TEMPO.CO, JAKARTA - Direktur Jenderal Perdagangan Dalam Negeri Kementerian Perdagangan Suhanto mengatakan pasokan gula pada musim ramadan ini memang tergolong paceklik. Menurutnya ada polemik antara pihak di sektor hulu dan hilir yang tidak sesuai dengan yang direncanakan. Sektor hulu yang dimaksud Suhanto adalah produsen gula yang tergabung dalam Asosiasi Gula Rafinasi Indonesia (AGRI). Adapun, sektor hilir ialah para penjual ritel modern yang tergabung dalam Asosiasi Peritel Indonesia (Aprindo).
"Harusnya distribusi bisa lancar," ujar Suhanto seperti dilansir Koran Tempo edisi Senin 18 Mei 2020. Dalam rapat koordinasi untuk mengamankan pasokan pangan selama bulan ramadan yang digelar beberapa waktu lalu tersebut, Suhanto mengatakan AGRI dan Aprindo sudah sepakat bakal menyalurkan 160 ribu ton gula rafinasi. Gula rafinasi tersebut menjadi pengganti gula pasir karena pasokan dari petani sedang kosong lantaran sedang mempersiapkan diri panen di periode akhir Mei-Juni ini.
Ketua Aprindo Roy Mandey mengatakan Agri hanya menyanggupi memberikan 93 ribu ton. Jumlah tersebut tak cukup lantaran pasokan tersebut harus dipotong dengan kebutuhan pasokan gula rekanan peritel di berbagai segmen. Walhasil, kata Roy, Kamis lalu, gula yang bisa disalurkan oleh peritel di gerainya cuma 30 ribu ton. Jumlah tersebut tak bisa mengimbangi sisi permintaan yang meningkat sehingga harga gula melesat menjadi Rp 19 ribu per kilogram dari harga eceran tertinggi yang ditetapkan yakni Rp 12.500 per kilogram.
Suhanto mengatakan hasil analisis sementara, Aprindo tak bisa cepat menyerap gula. Agri, katanya, juga akan didorong memproduksi gula pasir melalui pabriknya. Selain memproduksi gula, para produsen juga diberi mandat memperbanyak channel penjualan ke dinas pangan pemerintah daerah. "Pemasok ritel-ritel modern memiliki ketarbatasan kapasitas distributornya untuk menyerap dan menyalurkan dengan cepat," kata Suhanto.

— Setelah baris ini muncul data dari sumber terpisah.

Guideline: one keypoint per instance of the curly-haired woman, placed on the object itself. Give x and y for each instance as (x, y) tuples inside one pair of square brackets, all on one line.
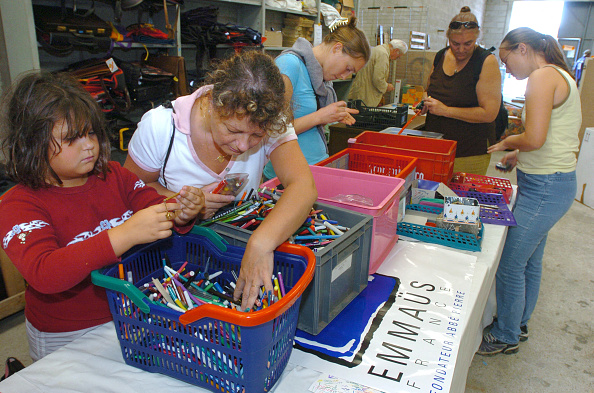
[(234, 124)]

Selain persoalan koordinasi antara Agri dan Aprindo, Bulog yang menjadi salah satu badan usaha milik negara untuk melakukan impor mengeluhkan lambatnya proses importasi. Direktur Operasional dan Pelayanan Publik Tri Wahyudi Saleh mengatakan tanda-tanda kebutuhan impor gula sudah terlihat sejak akhir tahun lalu. "Sudah didiskusikan di rapat koordinasi tim pengendalian inflasi di Bank Indonesia sejak Desember sampai Januari," katanya.
Penyebabnya, kata Tri, karena ada masukan dari para petani gula yang memprediksi musim penen yang seharusnya terjadi pada Februari mundur hingga April-Mei 2020. Bulog pun sudah ancar-ancar membuka lelang pengadaan impor raw sugar sejak Desember 2019 melalui anak usahanya PT Gendhis Multi Manis.
Direktur Utama Bulog Budi Waseso mengatakan entitasnya baru mengeksekusi impotasi di awal April. Dari 50 ribu ton penugasan, Budi mengatakan baru 22 ribu ton di antaranya yang sudah datang dua pekan lalu. Budi baru bisa memastikan pasokan gula pasir bakal aman di bulan Juni. Selain sisa importasi gula kering kristal 28 ribu ton, Bulog akan mendapat sokongan pasokan dari petani lokal. “Petani tebu sudah masuk panen raya, stok gula pasir di Bulog akan menjadi 75 ribu ton,” katanya.